Company culture builds over time and sometimes this is accidental and sometimes it is purposeful, but it is normally meaningful to the employees who buy into the company values and mission. Cloud has the potential to change the dynamics of how IT and the business operates and understandably the existing culture of the organisation can adversely affect the adoption of cloud and likewise the adoption of cloud can threaten the current company culture.
The change in culture also comes down to how the company intends to use the cloud and whether the company is ready or not ready for cloud. If the approach is one of just moving traditional apps and virtualising these in the cloud the company is not really changing that much in its adoption of the cloud. Likewise, if the company views IT as a cost centre – then this is likely how they will approach a move to the cloud and look to minimise costs and any perceived risk. The organisation will probably not get all the benefits that they could if they are too risk averse, they might lose opportunities in the marketplace. Put simply, if IT is viewed as a necessary evil, this is not a good starting place.
Unfortunately, there are still IT people who look at cloud as a threat, even in 2021, and if they view cloud adoption with scepticism – there will likely be complications. Some IT staff might not be needed – there may not be enough projects to ensure that everyone’s role is 100% safe. But in my opinion, there are tasks that IT should stop doing; so many IT departments are stuck in legacy activities. If the organisation doesn’t place a premium on its team staying current and doesn’t have a culture of continuous learning and embed this from the top down, then IT teams will not upskill and will become stagnant.

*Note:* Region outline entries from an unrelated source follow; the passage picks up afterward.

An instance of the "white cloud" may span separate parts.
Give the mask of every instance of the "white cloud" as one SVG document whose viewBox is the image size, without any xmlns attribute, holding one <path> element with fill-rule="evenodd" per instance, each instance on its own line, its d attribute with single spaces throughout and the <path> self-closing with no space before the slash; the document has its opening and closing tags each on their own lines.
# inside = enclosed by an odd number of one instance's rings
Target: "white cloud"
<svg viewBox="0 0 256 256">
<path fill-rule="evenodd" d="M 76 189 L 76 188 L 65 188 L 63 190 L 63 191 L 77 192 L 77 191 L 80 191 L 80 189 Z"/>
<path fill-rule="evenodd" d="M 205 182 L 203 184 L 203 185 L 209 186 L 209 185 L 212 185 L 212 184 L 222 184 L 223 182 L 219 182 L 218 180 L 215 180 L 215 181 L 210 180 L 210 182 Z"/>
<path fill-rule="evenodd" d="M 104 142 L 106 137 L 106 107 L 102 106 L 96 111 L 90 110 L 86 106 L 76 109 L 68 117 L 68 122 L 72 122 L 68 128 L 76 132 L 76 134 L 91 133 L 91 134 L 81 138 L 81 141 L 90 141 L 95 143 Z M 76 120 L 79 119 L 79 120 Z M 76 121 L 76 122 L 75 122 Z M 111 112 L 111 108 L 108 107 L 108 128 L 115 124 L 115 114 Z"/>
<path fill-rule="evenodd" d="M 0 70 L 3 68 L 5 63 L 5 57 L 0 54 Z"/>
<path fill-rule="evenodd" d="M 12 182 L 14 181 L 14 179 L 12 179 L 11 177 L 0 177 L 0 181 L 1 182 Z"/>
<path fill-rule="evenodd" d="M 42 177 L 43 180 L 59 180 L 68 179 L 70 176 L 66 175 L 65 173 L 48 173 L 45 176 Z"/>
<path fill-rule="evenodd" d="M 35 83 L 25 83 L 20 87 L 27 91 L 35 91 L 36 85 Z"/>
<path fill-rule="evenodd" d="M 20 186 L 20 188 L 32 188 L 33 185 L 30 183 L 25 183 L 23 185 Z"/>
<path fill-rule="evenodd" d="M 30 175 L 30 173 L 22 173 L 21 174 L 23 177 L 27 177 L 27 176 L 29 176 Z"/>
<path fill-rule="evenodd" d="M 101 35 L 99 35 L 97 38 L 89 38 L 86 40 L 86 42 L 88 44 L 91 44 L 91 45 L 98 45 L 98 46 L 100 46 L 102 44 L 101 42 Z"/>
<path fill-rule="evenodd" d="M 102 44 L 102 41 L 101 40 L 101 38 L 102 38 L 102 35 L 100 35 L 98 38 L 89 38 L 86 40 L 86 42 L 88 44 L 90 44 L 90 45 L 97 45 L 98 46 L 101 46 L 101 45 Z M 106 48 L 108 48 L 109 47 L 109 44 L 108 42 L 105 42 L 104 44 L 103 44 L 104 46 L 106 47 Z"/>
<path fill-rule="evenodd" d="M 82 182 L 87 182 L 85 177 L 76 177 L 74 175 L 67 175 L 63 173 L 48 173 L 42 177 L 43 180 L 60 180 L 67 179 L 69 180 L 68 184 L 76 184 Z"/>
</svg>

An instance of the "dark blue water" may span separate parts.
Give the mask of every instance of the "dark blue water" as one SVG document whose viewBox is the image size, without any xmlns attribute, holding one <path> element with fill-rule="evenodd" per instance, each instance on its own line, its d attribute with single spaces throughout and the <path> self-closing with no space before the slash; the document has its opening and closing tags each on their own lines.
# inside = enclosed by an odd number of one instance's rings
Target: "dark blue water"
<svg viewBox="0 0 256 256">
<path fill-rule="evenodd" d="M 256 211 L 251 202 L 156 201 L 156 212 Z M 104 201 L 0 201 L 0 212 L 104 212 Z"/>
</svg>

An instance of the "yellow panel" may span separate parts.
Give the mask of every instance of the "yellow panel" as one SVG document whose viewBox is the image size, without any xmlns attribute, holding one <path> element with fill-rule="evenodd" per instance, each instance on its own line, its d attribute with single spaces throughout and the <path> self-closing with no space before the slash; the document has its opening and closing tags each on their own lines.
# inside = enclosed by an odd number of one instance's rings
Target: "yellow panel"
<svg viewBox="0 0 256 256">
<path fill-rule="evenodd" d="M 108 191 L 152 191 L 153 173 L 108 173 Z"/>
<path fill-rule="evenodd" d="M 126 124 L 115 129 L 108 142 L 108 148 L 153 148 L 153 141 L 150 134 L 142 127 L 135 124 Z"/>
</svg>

IT viewed as a partner not a cost centre
But equally, there is a huge risk in not moving to the cloud and organisations need to think about that. Even if there are cultural challenges, companies must push through these so that IT is viewed as a partner and not a cost centre. This involves adopting new ways of looking at and solving problems – understanding the effects decisions have on outcomes – and establishing how all the different teams can come together and see the bigger picture in order to move forward. Everyone needs to consider the long-term needs of the organisation and not being near-sighted. And remember that the role of IT doesn’t diminish as companies move to the cloud, so it makes both the business and the people more valuable in the long term.